Digby as usual, has a great post on Obama's continued signaling that he's willing to make significant cuts to a range US middle-class oriented programs. (Off course programs for the poor are also included in that, but to president's -- and Democrats in general's -- credit they no longer try to pretend that there are significant savings to be had there after the long years of neglect and retrenchment.) She's kept an eye on this thread that runs through this administration from the very beginning: of wanting to chart a new course by bringing America's finances into revenue balance by reigning in and cutting government services and rationalizing tax polices, and their frustration, sometimes emotional, at how much political capital they had to spend twisting Democrats arms, only to rebuffed and sometimes treacherously double-crossed by Republican bad faith in its negotiations.
She's outraged by the Obama's baldly stated willingness to throw his supporters under the bus especially of such a statement being made at this late date with all that's transpired over the last four years..
I think many find this particularly irritating, as, even with progressives great disappointments in many of his policies, they have pulled out the stops in their election support of his reelection. We struck me her post, however was the following:
Now one could chalk all this up to election year rhetoric, in which he's just trying to position Romney as a nut and himself in the middle, except for the history of the past three and a half years in which he has said over and over again that he really wants to do this.
Perhaps sadly, I'm willing to swallow pretty much swallow anything the President's campaign says provided it gets him elected (over the unthinkable Romney ticket). What mystifies me about this is that there is campaign logic behind it. Nobody cares whether what the deficit is now and especially not what it'll be in 20 years. Certainly no one cares about about Social-Security except that it be left alone. From a strategic campaign perspective, Obama does not need to position himself as moderate and combat the Republican rhetoric of his radicalism, he's been in office four years. Nobody whose opinion can be swayed (either fact or rhetoric) can doubt Obama's moderateness.

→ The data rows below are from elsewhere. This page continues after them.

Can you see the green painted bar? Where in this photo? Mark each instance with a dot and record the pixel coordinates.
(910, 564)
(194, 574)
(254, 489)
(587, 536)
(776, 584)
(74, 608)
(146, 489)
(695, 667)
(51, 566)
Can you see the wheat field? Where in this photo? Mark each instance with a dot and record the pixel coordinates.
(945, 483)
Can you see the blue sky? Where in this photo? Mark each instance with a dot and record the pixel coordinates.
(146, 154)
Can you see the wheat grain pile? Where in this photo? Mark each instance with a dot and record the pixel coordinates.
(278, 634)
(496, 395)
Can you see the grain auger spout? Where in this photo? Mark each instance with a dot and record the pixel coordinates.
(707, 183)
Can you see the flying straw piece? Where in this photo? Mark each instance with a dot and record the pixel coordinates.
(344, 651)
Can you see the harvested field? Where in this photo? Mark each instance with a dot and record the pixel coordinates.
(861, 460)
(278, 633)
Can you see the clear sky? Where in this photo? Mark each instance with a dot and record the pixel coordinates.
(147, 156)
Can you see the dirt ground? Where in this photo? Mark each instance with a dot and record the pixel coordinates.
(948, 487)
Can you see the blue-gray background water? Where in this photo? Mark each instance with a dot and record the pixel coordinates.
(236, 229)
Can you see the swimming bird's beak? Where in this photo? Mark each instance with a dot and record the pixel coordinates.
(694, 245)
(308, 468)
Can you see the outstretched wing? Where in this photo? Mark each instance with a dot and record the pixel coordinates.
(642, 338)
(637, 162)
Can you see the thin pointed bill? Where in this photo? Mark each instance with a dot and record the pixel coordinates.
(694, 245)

His campaign should should have two objectives, one is the turnout his own supporters and the second to peel off a thin filament of the tiny numbers of undecided voters. For the most part his campaign has done an excellent job of executing on those two objectives, particularly his scaremongering (with some justification) of Romney's likely economic policies, and political character, and highlighting the way that government programs under Obama will deliverer significantly more services to Americans that Romney's. (again, a rather easy case to make)
Trying to appear equivocating on Social security gives Obama no electoral advantage. It steps on his message of delivering government service and of of the dangerous radicalism of Romney's domestic policy. And complaining about the meanness of congressional Democrats, and presumably liberal blogger, in a fit of Remney-esque whining
So, Obama's no progressive and wants to go down in the history books as the great uniter who rose above left and right-wing partisan bickering and charted a new course for America's political life -- fine. I personally think that that notion is absurd and not to mention incredibly harmful to most Americans. But why can't he avoid spouting suc self-delusional grandiosity (and really what else do you call his notion of forming a collaborative relationship with Republicans, especially of four years of being in office.) until after the election?